It is easy to dismiss the painting of Maciej Hoffman with a word “literary” which is offensive for the artist. That is because Hoffman demonstratively names his paintings giving them clear titles, in a way, which does not allow to avoid the suggested connotations. We are not only dealing with a clear plastic message, which attracts attention only with its form, line arrangement, proportions or colors, but also with a piece which appeals to the mind. It is not only about the aesthetic impression but also about the moral one.

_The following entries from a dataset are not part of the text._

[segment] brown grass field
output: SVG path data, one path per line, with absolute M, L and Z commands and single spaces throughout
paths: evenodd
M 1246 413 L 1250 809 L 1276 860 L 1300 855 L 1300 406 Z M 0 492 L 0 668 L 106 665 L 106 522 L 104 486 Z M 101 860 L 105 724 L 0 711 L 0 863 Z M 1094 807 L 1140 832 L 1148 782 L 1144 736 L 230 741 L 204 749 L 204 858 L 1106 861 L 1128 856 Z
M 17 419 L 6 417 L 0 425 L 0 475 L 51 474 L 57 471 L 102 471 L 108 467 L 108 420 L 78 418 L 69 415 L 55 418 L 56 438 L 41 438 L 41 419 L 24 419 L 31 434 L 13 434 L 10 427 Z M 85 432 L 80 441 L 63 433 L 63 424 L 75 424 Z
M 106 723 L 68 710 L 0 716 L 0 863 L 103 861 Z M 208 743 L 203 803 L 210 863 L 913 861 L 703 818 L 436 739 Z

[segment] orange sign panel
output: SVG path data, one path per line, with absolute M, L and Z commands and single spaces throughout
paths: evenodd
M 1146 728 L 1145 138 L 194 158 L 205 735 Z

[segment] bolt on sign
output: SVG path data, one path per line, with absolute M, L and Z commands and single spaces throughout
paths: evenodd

It looks as if the painter consciously goes back to the medieval traditions /proverbial/ – proverbs/warnings, moral preachers, which should be included in an piece of art. Even when the name is as laconic as “Trade”. As a matter of fact, it is not one painting but a cycle based on ironic observations about the world full of trade, materialization of human beings, where everything is decided by money. In one of the painting of this cycle (Trade 1), a human head was treated as a coin intake machine – that is the essence of this particularly derisive cycle.
But Hoffman is not only a shrewd observer and a virulent commentator of the consumerist reality, but also sometimes his painting leans towards a joke, a gag, irony and distance. For example, in “Karzeł”, where we can find the inscribed words “dwarf /symbol/ of the low price”, which is an obvious hint at the advertising trick ubiquitous in the media world. A more disinterested joke also appears in these paintings – here, a portray of a consumer of a fish – in his mouth there is an untouched goldfish, which he ‘caught’ on the plate, while on that plate there lies a skeleton of a not yet consumed fish. And the glutton could have said three wishes as in a commonly know fable.
The discussion about the many personifications of the today’s Venus is also interesting. Its beauty is highly controversial, evidently tainted with the history of painting, starting with Cubists.
Hoffman paints with a handful, with wide moves of the brush, the expressiveness of his paintings comes from the shortness and the pursue of synthetic transfer. In the before mentioned “Trade” cycle, he places a trace of a human being (or maybe a God) in the outline of a cross, and in another painting of that series he presents a buyer, a massive head connected to a supermarket cart, the head is glancing at a body of a beautiful women – that is the loot of an omnivorous consumer, that is the body on sale. In the “Konsument” painting, a phantom of a buyer appears, blue head dripping with paint falling to the cart – its open mouth and red eyes make us think of the Evil. Only the wolves eyes are left, the rest passed into nonexistence.
That is painting which inspires to think, makes us reconsider the world rushing somewhere, forces us to stop. If not, we are in danger of a catastrophe. Hoffman humorously comments on his painting with a slogan: “Świeżo malowane” (freshly painted), which is usually placed to warn the passersby. This way, the artist point attention to the topicality of the message, which is valid here and now.